Six central banks have cut their interest rates by half a percentage point. The US Federal Reserve has cut rates from 2% to 1.5% and the European Central Bank (ECB) trimmed its rate from 4.25% to 3.75%. The UK trimmed the interest rate to 4.5% from 5%. The central banks of Canada and Sweden and Switzerland all took similar action in the coordinated move. China also cut its rate, but by 0.27 percentage points.
The unprecedented step is aimed at steadying a faltering global economy and slumping stock markets. But will it work? Does the interest rate have anything to do with the real economy? Does it bolster trust in the financial industry? No, not really. There might be brief relief and a short rise in confidence, but the underlying fundamental picture is not changing.
It is another knee jerk reaction. It is good to send a signal that regulators are “doing something” but it does not mean it is has been thought out or is the right thing to do. It is unlikely to help the people least able to weather economic hardship.
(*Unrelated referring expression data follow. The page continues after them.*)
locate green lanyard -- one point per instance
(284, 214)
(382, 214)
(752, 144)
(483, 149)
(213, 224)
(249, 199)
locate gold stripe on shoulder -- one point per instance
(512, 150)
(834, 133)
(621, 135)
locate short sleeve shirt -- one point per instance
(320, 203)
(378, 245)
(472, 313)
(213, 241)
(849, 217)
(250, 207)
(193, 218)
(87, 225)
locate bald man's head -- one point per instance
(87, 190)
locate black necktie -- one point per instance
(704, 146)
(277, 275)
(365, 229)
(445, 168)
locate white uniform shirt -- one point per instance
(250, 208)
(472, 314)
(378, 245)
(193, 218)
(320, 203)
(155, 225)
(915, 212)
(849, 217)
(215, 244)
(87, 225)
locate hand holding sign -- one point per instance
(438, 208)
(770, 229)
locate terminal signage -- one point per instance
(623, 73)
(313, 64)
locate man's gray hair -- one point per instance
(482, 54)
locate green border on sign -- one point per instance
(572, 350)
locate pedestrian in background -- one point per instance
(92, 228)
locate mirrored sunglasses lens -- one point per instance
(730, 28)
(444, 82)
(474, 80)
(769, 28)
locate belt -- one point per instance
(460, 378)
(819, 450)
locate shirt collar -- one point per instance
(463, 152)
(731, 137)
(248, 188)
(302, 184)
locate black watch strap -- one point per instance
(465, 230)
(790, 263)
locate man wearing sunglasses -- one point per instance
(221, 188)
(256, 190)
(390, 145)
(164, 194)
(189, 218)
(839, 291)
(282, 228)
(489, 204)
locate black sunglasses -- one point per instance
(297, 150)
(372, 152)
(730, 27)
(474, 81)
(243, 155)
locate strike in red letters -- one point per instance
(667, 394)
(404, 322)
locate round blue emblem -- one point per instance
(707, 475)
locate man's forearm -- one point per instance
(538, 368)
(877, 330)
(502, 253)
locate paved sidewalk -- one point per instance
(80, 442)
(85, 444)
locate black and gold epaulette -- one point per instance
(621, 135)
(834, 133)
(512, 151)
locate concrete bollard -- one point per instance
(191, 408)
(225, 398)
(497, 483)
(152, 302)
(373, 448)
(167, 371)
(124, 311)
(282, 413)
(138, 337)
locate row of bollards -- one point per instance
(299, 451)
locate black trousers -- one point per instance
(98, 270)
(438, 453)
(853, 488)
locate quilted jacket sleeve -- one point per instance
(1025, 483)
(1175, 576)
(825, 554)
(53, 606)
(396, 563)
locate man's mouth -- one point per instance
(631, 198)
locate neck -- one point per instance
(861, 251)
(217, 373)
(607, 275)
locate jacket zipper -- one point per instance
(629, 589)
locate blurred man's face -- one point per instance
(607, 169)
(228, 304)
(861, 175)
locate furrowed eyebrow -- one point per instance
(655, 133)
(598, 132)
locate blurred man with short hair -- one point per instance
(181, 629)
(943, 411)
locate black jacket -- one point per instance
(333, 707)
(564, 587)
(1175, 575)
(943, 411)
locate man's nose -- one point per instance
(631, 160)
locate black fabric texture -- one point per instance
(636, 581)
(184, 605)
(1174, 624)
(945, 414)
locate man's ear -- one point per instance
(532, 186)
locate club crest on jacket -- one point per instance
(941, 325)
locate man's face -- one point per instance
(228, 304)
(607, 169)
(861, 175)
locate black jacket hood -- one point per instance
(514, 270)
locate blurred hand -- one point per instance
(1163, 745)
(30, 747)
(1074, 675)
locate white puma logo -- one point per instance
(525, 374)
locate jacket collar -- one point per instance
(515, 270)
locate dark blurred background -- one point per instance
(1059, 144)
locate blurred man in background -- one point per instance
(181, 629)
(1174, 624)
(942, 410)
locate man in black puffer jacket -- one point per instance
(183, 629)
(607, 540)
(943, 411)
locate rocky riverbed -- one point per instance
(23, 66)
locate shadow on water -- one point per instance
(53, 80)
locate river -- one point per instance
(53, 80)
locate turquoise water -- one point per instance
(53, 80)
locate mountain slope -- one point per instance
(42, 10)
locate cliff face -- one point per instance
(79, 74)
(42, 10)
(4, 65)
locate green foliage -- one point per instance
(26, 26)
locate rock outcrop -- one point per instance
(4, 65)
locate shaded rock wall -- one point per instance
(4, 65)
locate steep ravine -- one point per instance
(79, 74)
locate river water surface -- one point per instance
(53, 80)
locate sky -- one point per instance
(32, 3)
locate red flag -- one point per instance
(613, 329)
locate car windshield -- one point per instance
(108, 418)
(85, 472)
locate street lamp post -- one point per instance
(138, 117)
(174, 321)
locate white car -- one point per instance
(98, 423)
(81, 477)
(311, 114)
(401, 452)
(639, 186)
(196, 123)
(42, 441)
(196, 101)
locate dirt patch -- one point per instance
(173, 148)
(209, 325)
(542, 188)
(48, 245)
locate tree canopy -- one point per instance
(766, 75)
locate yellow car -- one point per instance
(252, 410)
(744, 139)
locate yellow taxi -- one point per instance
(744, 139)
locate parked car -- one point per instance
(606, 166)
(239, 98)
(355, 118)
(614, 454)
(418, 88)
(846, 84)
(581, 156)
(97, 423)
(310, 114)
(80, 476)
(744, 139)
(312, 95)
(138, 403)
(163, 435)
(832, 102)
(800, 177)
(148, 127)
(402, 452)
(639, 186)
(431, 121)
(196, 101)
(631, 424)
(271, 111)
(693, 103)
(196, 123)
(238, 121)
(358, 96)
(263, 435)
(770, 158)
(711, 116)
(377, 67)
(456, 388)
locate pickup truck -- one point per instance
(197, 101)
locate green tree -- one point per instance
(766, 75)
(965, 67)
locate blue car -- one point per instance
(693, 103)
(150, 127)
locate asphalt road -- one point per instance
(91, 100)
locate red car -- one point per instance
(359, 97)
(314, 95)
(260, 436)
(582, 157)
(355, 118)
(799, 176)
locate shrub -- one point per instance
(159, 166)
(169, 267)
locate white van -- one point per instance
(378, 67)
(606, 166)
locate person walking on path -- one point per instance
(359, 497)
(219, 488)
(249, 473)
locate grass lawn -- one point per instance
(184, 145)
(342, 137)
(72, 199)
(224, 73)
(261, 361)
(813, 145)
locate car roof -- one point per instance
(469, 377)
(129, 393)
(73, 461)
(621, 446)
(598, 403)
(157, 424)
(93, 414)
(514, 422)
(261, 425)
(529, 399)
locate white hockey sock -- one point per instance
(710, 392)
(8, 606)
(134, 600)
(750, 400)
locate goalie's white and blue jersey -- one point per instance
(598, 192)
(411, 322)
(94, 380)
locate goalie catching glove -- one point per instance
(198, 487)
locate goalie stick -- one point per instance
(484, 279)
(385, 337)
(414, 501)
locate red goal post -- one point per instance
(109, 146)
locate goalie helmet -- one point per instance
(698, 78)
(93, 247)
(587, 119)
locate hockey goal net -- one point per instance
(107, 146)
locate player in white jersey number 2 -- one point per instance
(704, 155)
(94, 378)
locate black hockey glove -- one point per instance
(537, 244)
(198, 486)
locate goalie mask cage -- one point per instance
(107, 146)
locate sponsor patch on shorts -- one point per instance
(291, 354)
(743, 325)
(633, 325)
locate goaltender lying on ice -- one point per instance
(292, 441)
What regulators have not admitted is that there is no quick fix.
A resuscitation of financial markets must be underpinned by integrity. At first this means honest communication. It might also mean that privately owned banks are required to lend again (eg the UK government acquisition of preference shares might help leverage this liquidity), because without credit well over half of western economies evaporate.
Financial market players also must change their thinking to operate happily in markets of deflation and negative growth. This means changing metrics and objectives. These adjustments take time, but should be considered by regulators sooner rather than later. And have repercussions for all other policy areas.